For two decades, he dodged across America, a step ahead of the hoodwinked. Along the way, he picked up three wives, three divorces and four children. To this day, he has no idea what happened to any of them.
Hospital Bills
Some things he does remember well. When daughter Princilla Anne was born in El Paso, he paid the hospital with a bum check. He did the same on the blessed day Pamela Sue came into this world in Chattanooga. For William Paul, born in Atlanta, he pawned some hot sewing machines.
“It was quite a treadmill,” he recalled.
But in 1958 all that changed. He was a year out of Leavenworth when he met barmaid Beulah Jane Osborne in Long Beach. He thought she looked like movie star Ava Gardner. He confessed his sins and proposed marriage. She told him he’d have to straighten out.
“The past was the past,” said Jane, for all these years wife number four, the only one who stuck.

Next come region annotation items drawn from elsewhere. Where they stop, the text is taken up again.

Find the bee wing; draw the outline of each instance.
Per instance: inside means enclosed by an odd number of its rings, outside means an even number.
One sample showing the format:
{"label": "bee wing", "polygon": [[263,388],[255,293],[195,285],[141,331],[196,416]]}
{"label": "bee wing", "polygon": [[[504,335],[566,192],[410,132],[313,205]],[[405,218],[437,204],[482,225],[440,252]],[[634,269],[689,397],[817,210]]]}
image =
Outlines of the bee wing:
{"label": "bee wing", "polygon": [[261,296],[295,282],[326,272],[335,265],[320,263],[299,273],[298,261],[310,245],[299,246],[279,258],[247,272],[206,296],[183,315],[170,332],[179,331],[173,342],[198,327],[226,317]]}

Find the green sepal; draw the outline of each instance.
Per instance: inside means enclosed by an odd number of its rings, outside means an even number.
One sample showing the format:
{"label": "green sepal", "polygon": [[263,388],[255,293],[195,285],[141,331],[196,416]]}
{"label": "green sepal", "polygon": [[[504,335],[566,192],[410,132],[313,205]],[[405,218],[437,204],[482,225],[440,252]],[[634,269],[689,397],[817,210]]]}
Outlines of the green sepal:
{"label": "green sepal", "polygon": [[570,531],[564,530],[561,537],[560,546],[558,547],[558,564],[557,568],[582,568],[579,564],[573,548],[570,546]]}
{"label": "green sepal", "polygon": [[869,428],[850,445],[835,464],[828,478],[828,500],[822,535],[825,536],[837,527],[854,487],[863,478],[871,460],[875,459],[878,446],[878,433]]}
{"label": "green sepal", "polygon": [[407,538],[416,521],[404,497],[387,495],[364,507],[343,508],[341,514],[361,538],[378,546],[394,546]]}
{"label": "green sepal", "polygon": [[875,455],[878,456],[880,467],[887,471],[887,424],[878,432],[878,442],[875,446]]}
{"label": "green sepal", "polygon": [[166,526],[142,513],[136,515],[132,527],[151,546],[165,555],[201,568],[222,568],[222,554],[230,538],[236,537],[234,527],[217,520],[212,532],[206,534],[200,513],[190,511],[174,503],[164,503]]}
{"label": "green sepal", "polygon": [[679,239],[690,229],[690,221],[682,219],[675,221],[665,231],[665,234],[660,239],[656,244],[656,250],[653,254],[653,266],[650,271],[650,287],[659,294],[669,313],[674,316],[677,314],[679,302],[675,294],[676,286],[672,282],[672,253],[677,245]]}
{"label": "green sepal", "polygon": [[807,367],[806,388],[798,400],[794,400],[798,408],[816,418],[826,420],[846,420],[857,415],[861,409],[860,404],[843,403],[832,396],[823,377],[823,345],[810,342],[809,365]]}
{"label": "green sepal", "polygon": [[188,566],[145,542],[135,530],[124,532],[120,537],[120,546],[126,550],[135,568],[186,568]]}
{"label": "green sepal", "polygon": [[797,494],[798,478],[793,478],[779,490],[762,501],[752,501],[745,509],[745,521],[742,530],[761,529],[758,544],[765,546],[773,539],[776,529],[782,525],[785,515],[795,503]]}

The name Gipson, in fact, was her idea. She had been a Mrs. Gipson once before, with her first husband. The name lent their marriage the kind of flimsy foundation of fact Bob appreciated.
In the following years, they connived a future together. Her new Gipson kept his promises. He used that gift of gab to sell the Encyclopedia Britannica. He even became a district manager.
Then in 1975, the Gipsons moved to Port Richey. Bob had an idea he could sell dead-bolt locks to retirees. He could become a civic leader.
“People liked this Bob Gipson,” he reflected, smugly proud of his final invention.
They liked him so much they didn’t even care he wasn’t him, which makes an old con man predict happily:
“I can run with this for years.”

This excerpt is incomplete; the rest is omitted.